A sharp critical study of the steady decline of democracy in India.
In a hard-hitting, relentless chronicle of social and political ills, Chowdhury, a Hong Kong–based journalist, and Keane, a professor of politics at the University of Sydney, trace the decomposition of Indian democracy since the hopeful time of independence in August 1947—a process that has accelerated in recent years under Prime Minister Narendra Modi. The great experiment of Indian democracy, forged from staggering diversity and the “polychromatic reality” of Indian society, is now in critical danger. “Weighed down by destitution of heart-breaking proportions,” write the authors, the world’s largest democracy suffers glaring “emergencies” in the societal structure (clean air and water, education, health care, etc.) that have been ignored or underestimated during decades of feeble leadership, leaving tens of millions of impoverished Indians without essential constitutional rights. In an impassioned narrative, the authors move from the first parliamentary general election—“which began in October 1951 and took six months to conduct.

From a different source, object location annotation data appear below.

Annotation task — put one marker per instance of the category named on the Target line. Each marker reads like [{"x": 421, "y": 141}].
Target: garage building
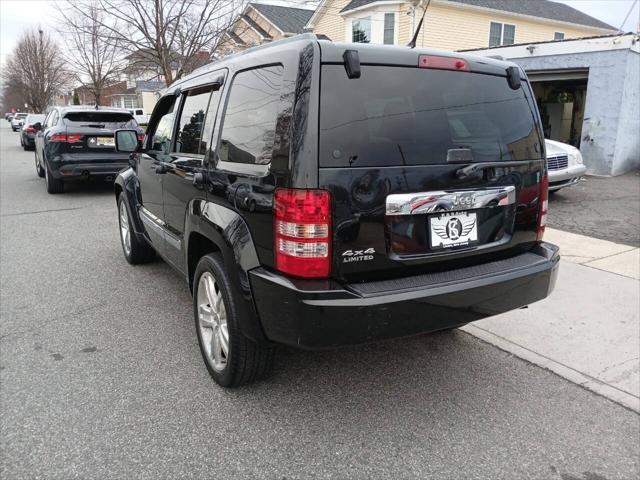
[{"x": 588, "y": 93}]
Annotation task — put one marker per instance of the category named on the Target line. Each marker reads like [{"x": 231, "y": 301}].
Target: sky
[{"x": 17, "y": 15}]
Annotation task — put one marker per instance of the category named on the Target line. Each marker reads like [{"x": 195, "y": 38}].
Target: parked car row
[
  {"x": 320, "y": 194},
  {"x": 77, "y": 143},
  {"x": 315, "y": 195}
]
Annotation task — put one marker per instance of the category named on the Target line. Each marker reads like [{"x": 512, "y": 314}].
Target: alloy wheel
[{"x": 212, "y": 322}]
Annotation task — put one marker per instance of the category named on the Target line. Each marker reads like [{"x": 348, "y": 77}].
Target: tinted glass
[
  {"x": 389, "y": 22},
  {"x": 412, "y": 116},
  {"x": 31, "y": 119},
  {"x": 163, "y": 134},
  {"x": 209, "y": 122},
  {"x": 495, "y": 34},
  {"x": 361, "y": 30},
  {"x": 249, "y": 122},
  {"x": 97, "y": 119},
  {"x": 191, "y": 121}
]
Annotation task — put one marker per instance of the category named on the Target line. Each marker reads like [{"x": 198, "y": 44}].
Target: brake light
[
  {"x": 443, "y": 63},
  {"x": 302, "y": 234},
  {"x": 544, "y": 207},
  {"x": 66, "y": 138}
]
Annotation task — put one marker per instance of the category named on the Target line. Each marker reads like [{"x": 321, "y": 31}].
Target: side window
[
  {"x": 53, "y": 119},
  {"x": 361, "y": 30},
  {"x": 389, "y": 25},
  {"x": 163, "y": 133},
  {"x": 45, "y": 123},
  {"x": 194, "y": 109},
  {"x": 209, "y": 122},
  {"x": 248, "y": 127}
]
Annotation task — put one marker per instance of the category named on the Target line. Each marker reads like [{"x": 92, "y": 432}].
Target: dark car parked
[
  {"x": 17, "y": 121},
  {"x": 317, "y": 194},
  {"x": 28, "y": 131},
  {"x": 77, "y": 143}
]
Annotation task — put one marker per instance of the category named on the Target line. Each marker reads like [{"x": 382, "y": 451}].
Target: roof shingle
[{"x": 287, "y": 19}]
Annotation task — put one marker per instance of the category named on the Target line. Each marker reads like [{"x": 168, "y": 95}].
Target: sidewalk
[{"x": 588, "y": 330}]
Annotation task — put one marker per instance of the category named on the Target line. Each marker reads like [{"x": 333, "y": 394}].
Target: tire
[
  {"x": 245, "y": 361},
  {"x": 135, "y": 251},
  {"x": 39, "y": 169}
]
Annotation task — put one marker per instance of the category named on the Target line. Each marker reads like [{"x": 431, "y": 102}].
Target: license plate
[
  {"x": 454, "y": 229},
  {"x": 105, "y": 141}
]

It was the grandest show the world had ever seen”—to the most recent, when Modi, with his Hindu-dominant Bharatiya Janata Party, used his money and power to intimidate voters and quell dissent. The authors delineate the heartbreaking collapse of the social fabric and how the pandemic has exposed the abysmal health care system. Most Indians endure “indignities” unheard of in the West, such as rampant pollution, food insecurity, malnutrition, lack of health care and education, especially for girls and women, and even slave labor. While some elections have been effective, especially because the poor have been participating in greater numbers, the recent Modi years demonstrate how money and intimidation dominate the landscape, essentially neutralizing the other arms of government. The authors warn of Modi’s creeping despotism. For example, “in August 2019, with the stroke of a pen, Modi’s government revoked the autonomous status of the restive state of Jammu and Kashmir.” This book sounds an urgent alarm.
Tremendous research demonstrates how “indignity is a form of generalized social violence” corroding democracy.